Sábado, 3 de dezembro de 2022 - 09h52
Introdução
Iniciada
no final dos anos de 1970, a garimpagem do ouro no rio Madeira teve seu apogeu
na década seguinte. Seu declínio principia nos primeiros anos da década de
1990. A atividade concentrou-se na região do Alto Madeira, inclusive no trecho
encachoeirado do rio, em sua maior parte dentro do estado de Rondônia
expandindo-se também pela região fronteiriça da Bolívia com o Brasil. Atraiu
pessoas de todas as partes do Brasil e entre esses buscadores da fortuna estava
o sr. Mário Savanhago. Primeiramente garimpeiro, depois dono de draga, permaneceu
nessa atividade até que o garimpo iniciou a decair. As informações que seguem,
resultantes da entrevista que fiz com o autor entre os dias 7 e 14 de abril do
corrente ano, registra as lembranças e percepções sobre o garimpo, entre os
anos de 1987 e 1991, feitas pelo sr. Savanhago.
A
entrevista foi elaborada para servir de suporte ao projeto AGAGÊ (Hg),
agraciado pelo Edital nº 33/2021/SEJUCEL-CODEC- 2ª Edição Alejandro Bedotti do
Edital de Chamamento Público de Fomento à Cultura para Pesquisa e
Desenvolvimento de Expressões Culturais, da Superintendência da Juventude,
Cultura, Esporte e Lazer - Sejucel, do Estado de Rondônia. É um exerto do
artigo publicado na revista Afros & Amazônicos, 37, Vol. 2, nº 4, 2021, pp.
36-48.
Um garimpeiro do rio Madeira na década de 1980
O
sr. Mário Jorge Savanhago nasceu em Francisco Beltrão (PR) no dia 19 de
dezembro de 1965. Seu pai Ivair Savanhago já falecido, era construtor e
agricultor e sua mãe Erci Endres Savanhago reside hoje perto de balneário
Camboriú (SC). Integrou os quadros da Brigada Militar do Rio Grande do Sul de
1982 a 1986, onde serviu no primeiro batalhão de Porto Alegre. Nesse ínterim,
cursou parcialmente vários cursos superiores, quais sejam: Teologia (Faculdade
Teológica de Ciências Humanas e Sociais Logos – FAETEL, SP), pedagogia na
Universidade Regional Integrada do Alto Uruguai e das Missões (URI) de
Frederico Westphalen /RS e Administração de Empresas na UERGS - Universidade
Estadual do Rio Grande do Sul.
Em
1987 foi recrutado para trabalhar no garimpo do rio Madeira, em Rondônia. Junto
com ele vieram outros, para trabalhar como peões de um conjunto de dragas
pertencentes a um italiano de Porto Alegre. Esse senhor, que se chamava Vicente
Atanásio, era leiteiro nos anos de 1980, entregava leite nos morros de Porto
Alegre. Em 1984/85 veio para o garimpo do rio Madeira como mergulhador. Era um estrangeiro
gordo, mas mergulhava dezoito, trinta metros. Ganhou seus primeiros dois, três
quilos de ouro e se transformou de garimpeiro em dono de draga. A turma que
saiu com Savanhago de Porto Alegre para Porto Velho era composta por vinte e
sete homens, que foram conduzidos a Rondônia por um ônibus da empresa União
Cascavel. Esse grupo tinha como tarefa montar cinco dragas para seu recrutador
e depois operá-las no garimpo.
Savanhago,
ocupou-se do garimpo do ouro no rio Madeira desde 1987 até 1991, quando o
garimpo já dava sinais de esgotamento. Ainda em 1987 a principal forma de
mineração era através das balsas. Eram equipadas com magotes de quatro polegadas.

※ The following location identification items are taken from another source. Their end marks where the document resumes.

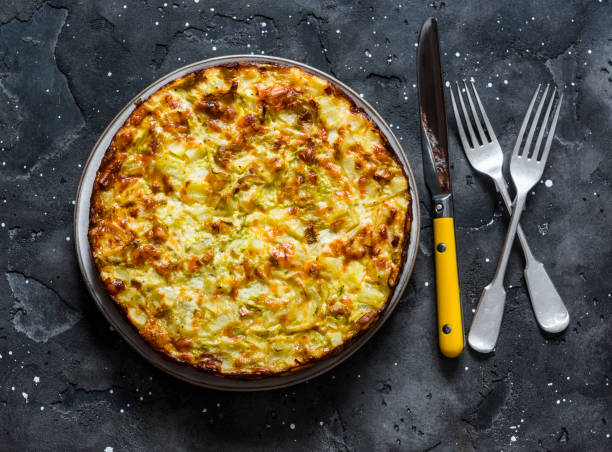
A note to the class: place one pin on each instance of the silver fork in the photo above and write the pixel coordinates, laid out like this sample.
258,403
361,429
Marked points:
487,158
526,168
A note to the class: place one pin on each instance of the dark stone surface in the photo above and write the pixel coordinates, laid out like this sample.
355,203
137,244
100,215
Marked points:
67,381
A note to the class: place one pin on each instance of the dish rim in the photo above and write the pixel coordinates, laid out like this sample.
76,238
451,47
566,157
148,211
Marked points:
116,317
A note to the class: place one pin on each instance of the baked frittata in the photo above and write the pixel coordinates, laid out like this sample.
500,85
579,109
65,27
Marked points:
249,219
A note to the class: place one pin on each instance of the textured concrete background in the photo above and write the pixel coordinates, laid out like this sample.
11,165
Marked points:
67,381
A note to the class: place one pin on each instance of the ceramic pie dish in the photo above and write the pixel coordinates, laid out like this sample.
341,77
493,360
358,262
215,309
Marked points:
248,217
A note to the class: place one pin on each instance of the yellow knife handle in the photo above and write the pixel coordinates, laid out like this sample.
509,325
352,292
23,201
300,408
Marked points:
450,325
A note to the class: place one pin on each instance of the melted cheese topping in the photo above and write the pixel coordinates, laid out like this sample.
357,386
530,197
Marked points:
249,219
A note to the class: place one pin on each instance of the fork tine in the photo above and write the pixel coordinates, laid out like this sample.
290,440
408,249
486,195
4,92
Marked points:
467,118
484,114
551,133
536,148
519,138
534,124
483,138
460,128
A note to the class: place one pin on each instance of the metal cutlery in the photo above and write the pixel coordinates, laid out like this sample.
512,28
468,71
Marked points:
526,168
485,155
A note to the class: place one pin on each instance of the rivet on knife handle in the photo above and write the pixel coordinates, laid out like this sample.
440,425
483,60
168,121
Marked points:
450,326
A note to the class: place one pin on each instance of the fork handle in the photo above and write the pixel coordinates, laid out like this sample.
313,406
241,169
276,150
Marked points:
490,310
450,325
548,307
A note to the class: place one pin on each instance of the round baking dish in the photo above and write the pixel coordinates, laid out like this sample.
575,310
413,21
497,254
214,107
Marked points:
117,318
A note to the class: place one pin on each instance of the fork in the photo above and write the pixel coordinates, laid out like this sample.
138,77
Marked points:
526,168
487,158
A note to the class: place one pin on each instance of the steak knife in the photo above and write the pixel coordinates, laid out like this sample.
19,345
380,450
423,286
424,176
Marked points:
434,144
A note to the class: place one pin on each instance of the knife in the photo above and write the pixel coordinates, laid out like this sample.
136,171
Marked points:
434,144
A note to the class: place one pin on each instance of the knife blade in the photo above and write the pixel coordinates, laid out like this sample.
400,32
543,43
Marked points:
434,144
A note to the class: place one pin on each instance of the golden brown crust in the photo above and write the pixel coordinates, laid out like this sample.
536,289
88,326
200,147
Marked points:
129,238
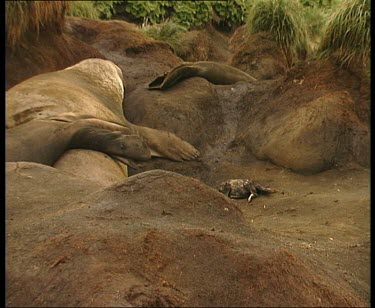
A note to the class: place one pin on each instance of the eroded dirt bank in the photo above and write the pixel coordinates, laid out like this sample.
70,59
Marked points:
160,238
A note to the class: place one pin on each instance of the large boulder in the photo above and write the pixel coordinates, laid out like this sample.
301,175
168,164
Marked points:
257,54
150,240
312,138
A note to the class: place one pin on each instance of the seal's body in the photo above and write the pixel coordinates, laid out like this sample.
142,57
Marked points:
214,72
91,94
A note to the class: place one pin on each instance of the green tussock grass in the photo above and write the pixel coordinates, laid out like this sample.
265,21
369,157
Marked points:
31,17
84,9
284,20
347,37
167,31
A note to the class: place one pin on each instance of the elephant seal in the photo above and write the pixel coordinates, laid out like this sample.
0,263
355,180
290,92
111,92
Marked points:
243,188
81,106
45,140
214,72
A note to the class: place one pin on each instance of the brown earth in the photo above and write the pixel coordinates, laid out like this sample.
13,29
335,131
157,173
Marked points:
155,238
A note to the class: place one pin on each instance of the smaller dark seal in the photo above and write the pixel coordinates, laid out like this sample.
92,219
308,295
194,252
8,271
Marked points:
243,188
214,72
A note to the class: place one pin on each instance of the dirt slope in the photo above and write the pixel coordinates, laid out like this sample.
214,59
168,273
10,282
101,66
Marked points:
308,244
148,248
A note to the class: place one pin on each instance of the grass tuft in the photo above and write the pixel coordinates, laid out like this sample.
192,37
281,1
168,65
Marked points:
31,17
84,9
347,37
284,20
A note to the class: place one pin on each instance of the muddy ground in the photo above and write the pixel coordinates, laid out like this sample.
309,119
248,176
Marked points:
322,219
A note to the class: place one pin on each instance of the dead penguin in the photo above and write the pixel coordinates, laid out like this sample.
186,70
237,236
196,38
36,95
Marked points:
243,188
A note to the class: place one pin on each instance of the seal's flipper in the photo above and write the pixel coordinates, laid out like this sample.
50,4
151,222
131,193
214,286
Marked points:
174,76
126,161
157,82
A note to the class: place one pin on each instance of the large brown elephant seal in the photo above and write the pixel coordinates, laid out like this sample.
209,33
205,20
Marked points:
214,72
91,94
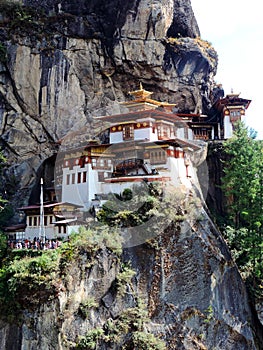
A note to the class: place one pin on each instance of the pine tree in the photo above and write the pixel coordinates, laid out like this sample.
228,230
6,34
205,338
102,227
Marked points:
242,184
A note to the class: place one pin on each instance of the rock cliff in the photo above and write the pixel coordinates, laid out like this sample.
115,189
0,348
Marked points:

Mergulhadores conduziam a extremidade submersa desse magote, que sugava do
fundo do rio o material contendo ouro (areia e algum cascalho). Respiravam
através de uma mangueira por onde o compressor bombeava o ar, essa mangueira
terminava em uma “chupeta”, que ficava acoplada à boca do mergulhador.
A partir de 1985 chegaram em Rondônia as dragas “queixo duro”. Eram assim chamadas porque na ponta de suas tubulações não havia ainda a maraca, que somente seria inventada depois. As dragas queixo duro eram equipadas com canos de aço com até cinquenta metros de comprimento e bitolas de 8, 10 e 12 polegadas. Nessas dragas já não era necessária mais a utilização de mergulhadores para sugar o fundo do rio. O cano batia no fundo do rio para sugar a areia e o cascalho. Na verdade, como atingiam profundidades de trinta e cinco a quarenta metros, poucos mergulhadores poderiam suportar o trabalho.
Os que aguentavam quando emergiam eventualmente morriam, por causa da descompressão.
No
ano em que aqui chegou uma importante inovação melhorou a produtividade do
garimpo, foi inventada, a maraca. Naquele ano um dono de oficina chamado Rolfe,
Rolph ou Wolf, de nacionalidade alemã, inventou a maraca para adaptar às
dragas. Tinha ele uma oficina situada no trevo do Roque (em Porto Velho), onde
se concentravam na época muitas oficinas para a construção de equipamentos para
garimpagem e madeireiras. O senhor Rolfe (chamemo-lo assim) era torneiro
mecânico e começou a fabricar as maracas em sua oficina As primeiras não deram
muito certo, quebravam bastante, depois foram melhorando.
As
maracas eram movimentadas um motor hidráulico com força de 34 cavalos que
promovia sua rotação. Ambos, maraca e motor, ficavam na ponta submersa da
tubulação, escarificando o cascalho, ajudando a moê-lo um pouco no fundo do rio
para que chegasse à superfície em pedaços menores junto com a areia. As dragas
queixo duro pouco aproveitavam desse cascalho porque eram desprovidas das
maracas. Segundo o senhor Savanhago: “Foi usada uma mecânica totalmente
hidráulica, a engenharia foi copiada da retroescavadeira, como as que temos até
hoje em todas as cidades do Brasil”. No final, as maracas aprimoradas com a
tecnologia da retroescavadeira foram as que fizeram mais ouro no garimpo.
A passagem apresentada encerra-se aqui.